His rampage is so brutal that his friends think he actually is infected, and nearly kill him. But, in what feels like a direct response to the bleak ending of NIGHT OF THE LIVING DEAD, they hesitate - just long enough to look him in the eyes, and see his humanity.

It’s an ending that calls for both a rejection of violence, and a sympathetic understanding of it.

After seeing our hero lean into monstrosity as a way to save his friends from an inhumane social order, the revolutionary rage that ended the world is reframed - not as some accidental horrible thing that befell us, but as a predictable response to the oppressive violence of our pre-apocalyptic society.

Not for nothing, 28 DAYS LATER - just like DAWN OF THE DEAD - opens with media footage of social unrest, and police and military brutality. It’s a movie about how and why we become zombies.

And I think that reveals a distinction between types of zombie stories that runs much deeper than their zombies’ footspeed, or whether they’re technically undead, or any other purist sticking point: how does humanity relate to zombies?

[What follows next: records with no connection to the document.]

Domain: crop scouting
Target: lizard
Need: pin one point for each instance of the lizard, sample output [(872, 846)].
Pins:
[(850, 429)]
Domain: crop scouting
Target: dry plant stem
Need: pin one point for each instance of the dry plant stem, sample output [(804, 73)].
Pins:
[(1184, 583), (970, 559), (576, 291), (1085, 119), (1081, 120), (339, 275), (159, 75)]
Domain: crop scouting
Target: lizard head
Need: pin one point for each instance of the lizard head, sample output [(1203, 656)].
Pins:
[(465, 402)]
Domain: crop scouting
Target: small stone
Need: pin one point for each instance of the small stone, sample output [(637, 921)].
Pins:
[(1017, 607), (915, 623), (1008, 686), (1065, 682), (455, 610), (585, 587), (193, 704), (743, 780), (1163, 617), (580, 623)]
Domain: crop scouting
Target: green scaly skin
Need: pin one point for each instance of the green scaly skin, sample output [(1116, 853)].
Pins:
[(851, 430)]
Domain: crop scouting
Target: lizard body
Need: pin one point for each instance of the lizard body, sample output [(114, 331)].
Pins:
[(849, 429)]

Through all the different flavors of zombiism we got out of the zombie renaissance of the 2000s, I tend to see them play one of two well-established roles: where zombies serve as a familiar punching bag (as in SHAUN OF THE DEAD and 2004’s DAWN OF THE DEAD), or as a dark reflection upon us (as in 28 DAYS LATER and 1978’s DAWN OF THE DEAD).

And that’s what I’m most interested in.

Do the zombies represent a threat that must be cured, or a transformation of our existing society? Are they bullet sponges, or mirrors?

Is the story about overcoming the zombies, or becoming them?